The last time I reviewed Two Finger Salute was a couple of years ago when they competed in Planetrox China 2018; they were still playing songs from their debut album ‘Anger and Pride’. Back then Phil Gough angrily growled about institutional unfairness using ever bit of air his imposing beer belly would give. That album had tracks like Things I Hate and Kids Will Riot – still classics though I’m not sure if they’re legally allowed to perform the latter nowadays. It was a different time and a very different Two Finger Salute.
I distinctly remember chatting to the band after Planetrox and asking what exactly makes them Working Class Heroes, the title of one of their songs that night. After all, I was looking at five British expats who worked pretty decent paying white-collar jobs in Hong Kong. “We’re the exception” said Phil “We all came from very poor working-class backgrounds and we made it out, but we haven’t forgotten where we came from”. Or something like that anyway; they treated me to a few beers. It’s blurry. Phil would later leave the band and pass vox to bassist Simon Griffin who has a much less gravely, much more melodic, much more understandable but much less “fuck you” singing voice.
Their new single Who I Am is a musical answer to the question I asked Phil back then, and it’s a shame it’s not Phil singing it (though Simon sounds oddly like Phil on this track). The single begins with a slow ballad guitar solo, alternative and tinged with Oasis-esque melancholy, the intro (which takes up almost half of the 2’30 song) is a bit of a contrast to the lively punk that takes up the rest of the song.
After a bit of a fleeting trip down memory lane in the intro, Simon sings ”When I was just a young boy, such a very long time ago. Jesus tried to save me, I said fuck that, I said no. I stole from shops, and I broke into cars. I tried almost anything, to sort my inner city scars.”
Well, Phil didn’t tell me that in 2018.
Two Finger Salute’s songs are never hoity toity fancypants reminiscences on life, they’re straightforward, personal reflections that anyone can understand. The experience they lay out in Who I Am doesn’t glamorize the “council life”, they simply tell you how it was, and although their experiences are personal and tied specifically to working-class British culture, the ideas are universal. The upbeat positive atmosphere of the single tells you that though they suffered, it was normal; it wasn’t depressing, it wasn’t glamorous (or perhaps ‘rustic’ as some might now describe that sort of life), it was normal. The song looks back in melancholic fondness at a very difficult upbringing which every member of the band got out of.
“Drinking down the boozer, It was just the council way, lining up the dole queues, unemployment here to stay. Never forget where I’m from, And who I am. I got myself outta here, And made myself a man.”
That Phil told me about.
Reviewed by Cyril Ma
PS:
This single comes with a second part: the ‘orchestral version’. I included this as a PS because I think the orchestral version and the single itself are two very different beasts.
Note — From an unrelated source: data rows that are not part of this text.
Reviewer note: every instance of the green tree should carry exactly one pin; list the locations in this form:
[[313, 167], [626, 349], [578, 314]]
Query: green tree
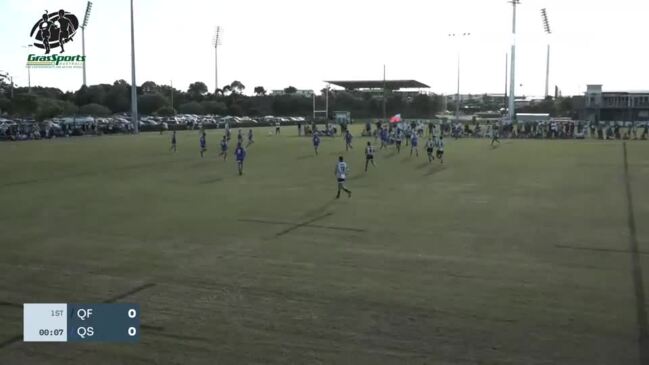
[[196, 90], [165, 111], [237, 87], [193, 107], [149, 87], [48, 108], [260, 91], [95, 110], [24, 104], [149, 103], [290, 90], [5, 104], [214, 107]]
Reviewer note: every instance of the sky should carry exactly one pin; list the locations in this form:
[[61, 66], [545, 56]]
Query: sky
[[277, 43]]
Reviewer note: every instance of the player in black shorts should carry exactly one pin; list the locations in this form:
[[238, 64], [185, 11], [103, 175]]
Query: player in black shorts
[[369, 155], [440, 149], [494, 135], [430, 146], [397, 140], [173, 142]]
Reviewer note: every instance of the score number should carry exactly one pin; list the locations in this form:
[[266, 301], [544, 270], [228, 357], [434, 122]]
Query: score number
[[46, 332]]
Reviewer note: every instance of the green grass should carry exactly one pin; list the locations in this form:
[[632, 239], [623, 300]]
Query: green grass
[[518, 254]]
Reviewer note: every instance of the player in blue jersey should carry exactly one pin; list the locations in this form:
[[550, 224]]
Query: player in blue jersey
[[316, 141], [414, 141], [203, 144], [348, 140], [384, 138], [397, 140], [369, 155], [341, 172], [173, 142], [240, 154], [224, 148], [430, 146], [440, 149], [495, 131], [250, 138]]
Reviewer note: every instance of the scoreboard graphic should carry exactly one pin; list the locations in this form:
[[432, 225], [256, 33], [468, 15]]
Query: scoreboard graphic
[[64, 322]]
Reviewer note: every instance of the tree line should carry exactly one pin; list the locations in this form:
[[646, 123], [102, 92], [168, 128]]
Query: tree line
[[164, 100]]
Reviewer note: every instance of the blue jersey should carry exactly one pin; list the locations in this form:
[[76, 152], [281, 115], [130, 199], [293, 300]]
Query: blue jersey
[[240, 153]]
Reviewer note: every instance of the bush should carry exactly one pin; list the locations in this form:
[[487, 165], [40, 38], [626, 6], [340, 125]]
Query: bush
[[95, 110]]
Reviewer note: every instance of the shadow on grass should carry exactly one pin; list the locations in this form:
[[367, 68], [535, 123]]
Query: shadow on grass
[[322, 208], [392, 154], [211, 180], [358, 176], [435, 169]]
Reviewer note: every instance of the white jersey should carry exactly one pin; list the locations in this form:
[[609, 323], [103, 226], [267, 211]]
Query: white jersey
[[341, 170], [440, 145]]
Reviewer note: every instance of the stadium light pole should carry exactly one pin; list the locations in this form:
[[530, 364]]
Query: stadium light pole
[[506, 70], [11, 81], [134, 119], [512, 69], [546, 27], [83, 38], [218, 35], [457, 95], [384, 109], [29, 72], [172, 93]]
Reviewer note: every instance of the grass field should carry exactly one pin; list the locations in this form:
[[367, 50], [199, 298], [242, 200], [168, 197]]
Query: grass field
[[530, 253]]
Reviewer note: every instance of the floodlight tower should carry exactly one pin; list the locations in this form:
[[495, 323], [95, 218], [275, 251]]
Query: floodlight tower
[[134, 118], [29, 72], [83, 38], [457, 95], [546, 26], [512, 69], [218, 37], [9, 78]]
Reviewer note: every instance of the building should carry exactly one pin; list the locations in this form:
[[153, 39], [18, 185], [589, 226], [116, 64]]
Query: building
[[615, 105]]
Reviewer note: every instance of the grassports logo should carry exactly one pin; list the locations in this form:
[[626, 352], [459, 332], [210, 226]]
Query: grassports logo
[[52, 32]]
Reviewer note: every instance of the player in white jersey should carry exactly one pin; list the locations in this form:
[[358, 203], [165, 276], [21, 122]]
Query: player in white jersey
[[440, 149], [430, 145], [341, 172], [369, 155]]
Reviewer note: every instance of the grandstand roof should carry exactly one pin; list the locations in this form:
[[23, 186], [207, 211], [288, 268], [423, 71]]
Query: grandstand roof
[[378, 84]]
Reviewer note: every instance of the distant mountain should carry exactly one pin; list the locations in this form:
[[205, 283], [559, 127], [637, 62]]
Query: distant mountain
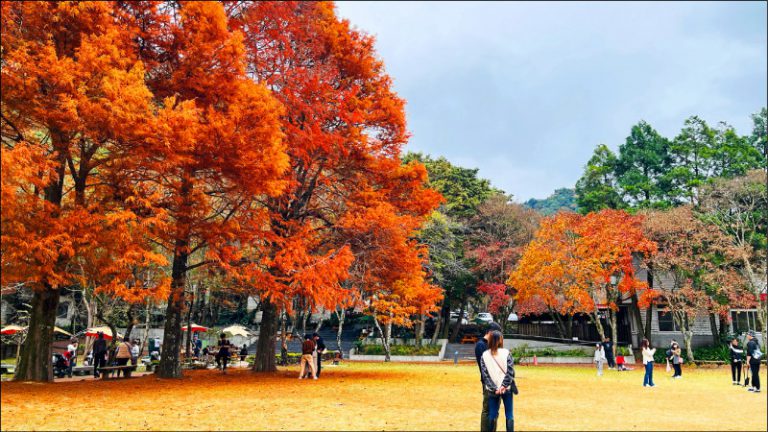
[[561, 199]]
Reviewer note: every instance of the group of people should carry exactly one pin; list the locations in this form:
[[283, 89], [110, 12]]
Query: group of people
[[125, 351], [604, 355], [312, 350], [497, 375], [751, 363], [674, 359]]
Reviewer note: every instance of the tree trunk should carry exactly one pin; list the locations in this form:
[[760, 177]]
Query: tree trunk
[[614, 329], [648, 319], [446, 314], [283, 337], [595, 318], [146, 328], [713, 329], [384, 340], [420, 330], [436, 333], [341, 313], [35, 359], [188, 342], [319, 322], [90, 311], [455, 334], [265, 347], [635, 310], [132, 321], [169, 366]]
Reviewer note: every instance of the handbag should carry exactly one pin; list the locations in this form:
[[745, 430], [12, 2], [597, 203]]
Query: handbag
[[512, 385]]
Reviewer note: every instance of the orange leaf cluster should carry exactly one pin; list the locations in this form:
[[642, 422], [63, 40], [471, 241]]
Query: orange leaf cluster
[[569, 264]]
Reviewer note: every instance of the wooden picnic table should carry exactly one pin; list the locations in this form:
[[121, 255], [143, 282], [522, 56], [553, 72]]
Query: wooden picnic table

In short, I think it’s interesting, but I don’t like it very much.
For a start, the ‘Two Finger Salute Philharmonic’ is clearly a mid-range synthesized orchestra. I’ve got nothing against synthesized orchestras, I use them myself for small projects and think that music technology like that greatly democratizes musical creation to the masses, but I don’t think it works here. I really liked when the guitars came in halfway, bursting through the violins to a recording of Churchill (is it Churchill?). That was awesome and I wish we had more of that. Perhaps an instrumental where the production adds to, rather than is focused on, will be a better move forward. Nonetheless, it is an interesting experiment. If you told me two years ago that Two Finger Salute would attempt an orchestral arrangement of their work, I’d have told you to fuck off in a deep growling voice, but I think we’re on to something.